POST /usersnotPOST /createUser. The HTTP method IS the verb. -
Return the created/updated resource. After
POSTorPATCH, return the full resource — clients shouldn't need a follow-upGET. - Use 204 No Content for DELETE. Don't return the deleted resource — the 204 status is the confirmation.
- Never break backward compatibility. Adding fields is safe. Removing or renaming is breaking — use a new version and support the old one for 6+ months.

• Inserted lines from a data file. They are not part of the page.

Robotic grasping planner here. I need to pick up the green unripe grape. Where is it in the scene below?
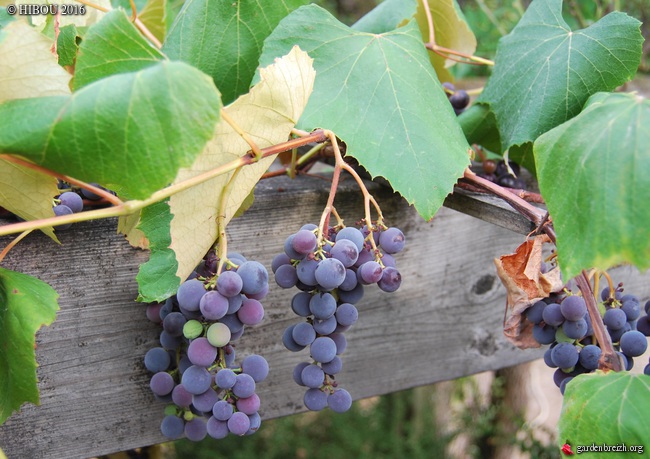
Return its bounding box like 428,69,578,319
206,322,231,347
183,320,203,339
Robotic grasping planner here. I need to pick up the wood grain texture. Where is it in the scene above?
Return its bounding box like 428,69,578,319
0,178,650,459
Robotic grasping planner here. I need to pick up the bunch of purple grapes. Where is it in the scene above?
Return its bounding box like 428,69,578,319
525,284,650,394
272,224,405,413
144,253,269,441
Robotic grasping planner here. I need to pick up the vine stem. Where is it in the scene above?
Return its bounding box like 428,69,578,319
422,0,494,66
0,129,327,236
318,130,384,256
0,154,123,206
575,270,622,371
464,168,621,371
216,167,242,276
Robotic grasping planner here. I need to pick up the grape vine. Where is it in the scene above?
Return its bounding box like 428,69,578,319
0,0,650,456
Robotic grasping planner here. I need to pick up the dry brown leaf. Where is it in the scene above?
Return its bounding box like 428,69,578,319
494,234,564,349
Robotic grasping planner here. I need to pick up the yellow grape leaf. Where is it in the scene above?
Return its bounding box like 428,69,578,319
415,0,476,82
0,159,59,242
11,0,112,29
138,0,167,42
0,21,72,103
169,47,316,279
0,21,65,242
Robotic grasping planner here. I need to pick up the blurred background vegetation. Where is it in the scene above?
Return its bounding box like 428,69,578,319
112,0,650,459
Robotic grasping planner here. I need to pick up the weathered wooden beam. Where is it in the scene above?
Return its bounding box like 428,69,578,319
0,177,650,459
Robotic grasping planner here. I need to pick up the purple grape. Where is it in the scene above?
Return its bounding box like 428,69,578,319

- Validate early, fail fast. Return 422 with field-level error details rather than letting bad data reach your database.
Troubleshooting
Clients receive 406 Not Acceptable
The Accept header doesn't match any content type your API produces. If using header-based versioning, ensure clients send the exact media type. Consider supporting application/json as a fallback.
Pagination returns duplicate items
You're likely using offset pagination with concurrent writes. Switch to cursor-based pagination using an indexed, unique, sortable column as the cursor.
PATCH requests overwriting fields with null
Use JSON Merge Patch (RFC 7386) where missing fields are unchanged and null means delete. Or use JSON Patch (RFC 6902) for precise operations.
Nested resource URLs becoming unwieldy
Beyond /parents/42/children/7, flatten the URL. Use /comments/3 with a post_id filter instead of deep nesting.